Intelligent OLED controller for automotive applications

27-07-2021 | Melexis | Automotive & Transport

Melexis has developed an intelligent OLED controller that combines all of the active components needed to realise combined point LED and area OLED lighting applications inside and outside a vehicle. Each MLX81130 can drive 25 LEDs/OLEDs and supports the Melexis MeLiBu interface. It provides simpler static and animated lighting system development. It is particularly suitable for RCL or small OLED displays.

This highly integrated, intelligent controller enables LEDs and OLEDs to be driven by a single device. Produced to support ASIL B system integration, the device, in a QFN 5x5 package, features 25 programmable constant current sources. It has been created to work in single-master, multiple-slave configurations.

“Lighting applications are becoming more sophisticated. Manufacturers start using OLED technology. This offers improved uniformity, efficiency and design possibilities thanks to its smaller size,” commented Michael Bender, product line manager Embedded Lighting at Melexis. “Together with its high-speed communication Interface MeLiBu, the MLX81130 is a pioneer in its ability to support both OLEDs and LEDs, allowing automotive manufacturers to realise value-added exterior lighting features more cost-effectively.”

Automotive engineers can appreciate that utilising LEDs alongside OLEDs typically needs two types of drivers, with two controllers and possibly two complete sub-systems, which are not easily integrated. This device overcomes this due to independently programmable outputs that can drive LEDs and OLEDs. Each device can drive up to 25 independent LEDs or 8 RGB LEDs while supporting the extensive threshold range required by OLEDs. It has been created to support multiple-slave configurations, meaning the entire number of LEDs/OLEDs that can be controlled by one Master is virtually unlimited.

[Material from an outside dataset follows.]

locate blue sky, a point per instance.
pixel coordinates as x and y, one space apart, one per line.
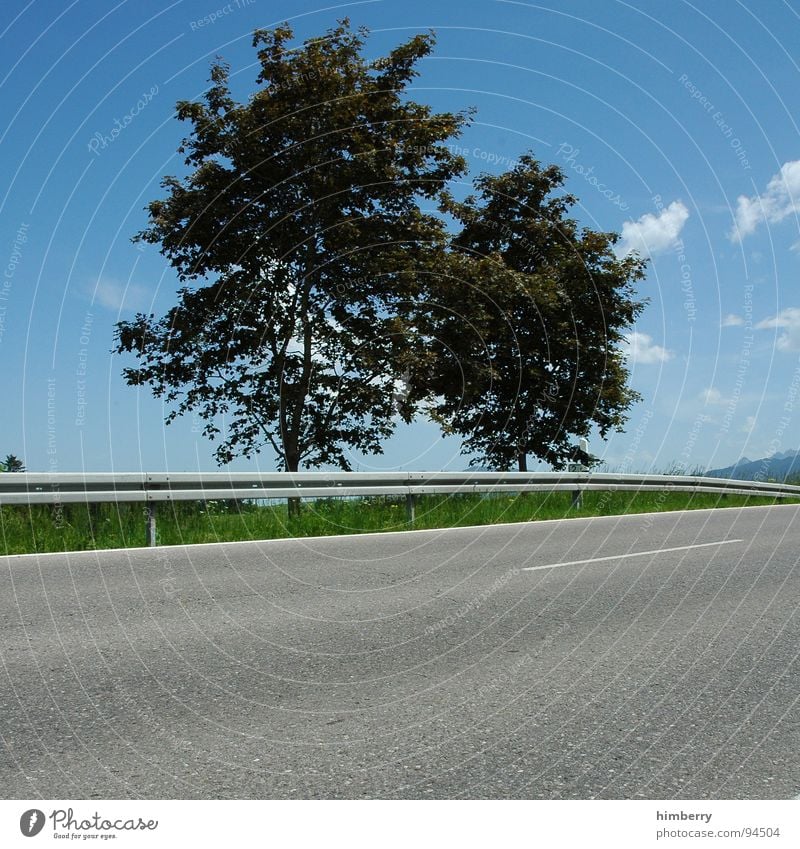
676 124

Each constant current output is managed through the integrated 16-bit MLX16 FX pipelined microcontroller, supported by a 32-bit math co-processor and 32KB of Flash. Also provided are two watchdog timers with independent clocks and a 10-bit ADC. Outputs can be controlled through PWM. These output currents are programmable in steps of 1mA between 0mA and 15mA, then 2mA steps up to 30mA per output, reacting to the market's needs. For yet more output current, multiple device outputs can be bridged.